Operator: Your next question comes from the line of Jeff with Craig-Hallum. Jeff, the floor is yours. .

Jeff Van Rhee: Great, thanks. I appreciate it. So just a couple, guys. Maybe Mike, with you first on the sales approach. Could you just spend a minute as I’m thinking through how — what the sales approach is here. I know there have been periods where cross-sell was a vision, and there was opportunities potentially to cross-sell from various products. Is this now purely a stand-alone, we’re targeting each individual product? And if so, are all reps selling all products, just maybe a refresher on the sales approach right now.

Jack McDonald: Yes. So on the — this is Jack. And on the sales approach, the motion is principally product-based and we’ve got a field sales force. We’ve also got an inside sales capability that we stood up last year and again, starting to see from that inside sales force some good early successes in terms of getting some nice size mid-market deals done. Now we still will have a few global account executives who will go after larger cross-sell opportunities. And of course, we have seen some of those including some million-dollar plus deals in Q4, frankly, that were brought home by those global account executives and so that will continue to be a part of the model. So again, it’s inside and field with a limited number of global account executives.

And then finally, in terms of mix, this is a business that should run roughly 50-50 expansion and new. It’s been running higher expansion and lower new, and so we want to bring that and expect through the course of this year to bring that back into kind of historical balance on a 50% expansion, 50% new mix.

Jeff Van Rhee: Yes. Okay. I appreciate it. And then, Mike, the — in terms of ’24, what does that — what’s the expectation around what kind of free cash flow that EBITDA yields?

Mike Hill: Yes. Jeff, we’re targeting $20 million to $25 million of free cash flow this year 2024. .

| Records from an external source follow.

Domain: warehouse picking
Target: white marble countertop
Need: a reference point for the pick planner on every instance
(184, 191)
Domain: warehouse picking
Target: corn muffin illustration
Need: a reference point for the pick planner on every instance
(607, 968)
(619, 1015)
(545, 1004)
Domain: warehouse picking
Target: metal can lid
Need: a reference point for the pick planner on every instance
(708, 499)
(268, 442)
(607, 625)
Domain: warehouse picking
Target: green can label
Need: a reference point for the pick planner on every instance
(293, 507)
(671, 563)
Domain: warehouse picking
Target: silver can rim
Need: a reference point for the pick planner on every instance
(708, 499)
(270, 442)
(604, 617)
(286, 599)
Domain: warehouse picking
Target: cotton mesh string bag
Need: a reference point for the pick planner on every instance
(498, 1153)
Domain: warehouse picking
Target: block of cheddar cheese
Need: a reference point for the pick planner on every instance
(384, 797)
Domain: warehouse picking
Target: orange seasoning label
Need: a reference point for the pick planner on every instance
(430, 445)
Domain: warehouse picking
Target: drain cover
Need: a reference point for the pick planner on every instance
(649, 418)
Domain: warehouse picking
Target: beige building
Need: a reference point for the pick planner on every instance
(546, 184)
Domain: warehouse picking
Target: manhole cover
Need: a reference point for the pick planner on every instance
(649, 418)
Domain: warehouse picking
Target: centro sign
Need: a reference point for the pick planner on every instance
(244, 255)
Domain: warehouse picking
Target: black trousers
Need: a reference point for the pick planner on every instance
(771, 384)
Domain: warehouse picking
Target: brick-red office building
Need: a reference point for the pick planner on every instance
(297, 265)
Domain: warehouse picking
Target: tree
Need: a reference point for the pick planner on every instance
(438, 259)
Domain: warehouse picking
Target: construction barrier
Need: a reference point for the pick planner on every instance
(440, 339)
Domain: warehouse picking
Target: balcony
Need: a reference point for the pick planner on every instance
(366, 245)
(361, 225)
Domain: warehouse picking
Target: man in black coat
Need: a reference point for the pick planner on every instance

Jeff Van Rhee: Okay. All right. And then just one last for me. The — as we’re looking at the organic and nonorganic I think you answered the early question, like most of the decline is, I guess, the sunset assets coming out of, I think you said $30 million that has to work off over several years. Just refresh me on the sunset is that the basket of products that is in the sun setted basket, was that a one and done, you kind of picked a handful of products that, for whatever reason, needed to be sun-setted and then it hasn’t — and isn’t expected to change? Or is it — is there any variability to what’s in there? Just refresh me on how that works.

Jack McDonald: Yes. So when we took the investment from HGGC, we did a strategic review of our product portfolio to examine what were those products that we really wanted to put some wood behind the arrow on in terms of driving growth. And at that point and as a part of that process, we identified the sunset assets. . We made a revision to that about a year after where there are a couple of assets, frankly, that we realized had some growth potential, and there were others that we thought were better off being sunset. So we — it was a onetime and then with a revision to it, it is not our plan to revisit that. We view that as a process that we’ve completed. Now it’s possible that it could come up again, but I don’t anticipate anything near that kind of scale happening again.

Operator: Our next question comes from the line of Jake with William Blair. Jake, the floor is yours.

Jacob Roberge: Hey, thanks for taking questions. It was good to hear the 3% organic growth expectation exiting this year. Just curious how much of that growth is related to political messaging business, just given it’s an election year. And then, Jack, if you take a step back, how should we be thinking about this business when you come out of this transition? Is there a certain kind of growth and margin profile that you’re aspiring to? And then I have one follow-up.

Jack McDonald: So we’re not expecting — that target core organic growth rate does not count any election year bump. So there’s none of that in there. In terms of what our longer-term target is for the business is for mid-single digits core organic growth. And we know that once we get through 2024 and get the core organic growth motions working that we will turn our sights to some significant margin expansion beginning in 2025. We’ll have the hindsight at that point, which go-to-market investments and motions are yielding the highest return that we’ll be able to continue those and adjust spending on less efficient go-to-market motions. We’ve also put in place as a part of this growth plan, a couple of levers that we think will help us drive growth through time while reducing costs.